2. Fewer funds. Last year saw a 26% decrease in the number of funds (even though the average size grew).

Raising money in the 2018 venture capital landscape your way

This is a reality that really works well for innovators with a plan. There are now hundreds of angels and micro VCs who can stake a seed stage investment in a tech company, but they’re being choosier–because that first round has to last until there’s significant enough traction to cross that skinny middle and get into significantly larger rounds. For that reason, on first rounds, the trend is to be more conservative on early-stage valuations and look for entrepreneurs who build lean. On the way, there are more GRANTS than ever, from SBIR to Startup Runway to the $50,000 Arch Competition and many more, that can pave the way to profitable without diluting your equity.

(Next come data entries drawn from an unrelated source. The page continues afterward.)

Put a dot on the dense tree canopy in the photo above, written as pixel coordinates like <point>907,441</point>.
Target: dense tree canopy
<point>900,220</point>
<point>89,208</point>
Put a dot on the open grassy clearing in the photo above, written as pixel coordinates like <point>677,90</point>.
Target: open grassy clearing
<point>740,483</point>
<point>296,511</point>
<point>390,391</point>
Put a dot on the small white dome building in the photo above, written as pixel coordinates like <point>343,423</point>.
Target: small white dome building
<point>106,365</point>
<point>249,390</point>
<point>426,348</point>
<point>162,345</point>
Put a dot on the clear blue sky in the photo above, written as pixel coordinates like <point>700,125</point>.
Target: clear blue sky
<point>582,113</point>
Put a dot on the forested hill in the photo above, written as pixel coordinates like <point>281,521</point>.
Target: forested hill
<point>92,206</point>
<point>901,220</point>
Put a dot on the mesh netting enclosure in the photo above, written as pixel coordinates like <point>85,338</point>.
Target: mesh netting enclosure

2018 is a great year for raising money

There’s never been a more creative, resource-rich time to be an entrepreneur from a financing perspective. Smart entrepreneurs in 2018 will pursue a mixed strategy of perhaps some Kickstarter for an MVP, token sales if it suits their business model, lots of validating customer traction, and some strategic seed capital from insider angels or early-stage venture partners helping scale those customers. This toolkit approach can create an overall better return to the entrepreneur than straight equity financing and also create more options than ever to build a brilliant business.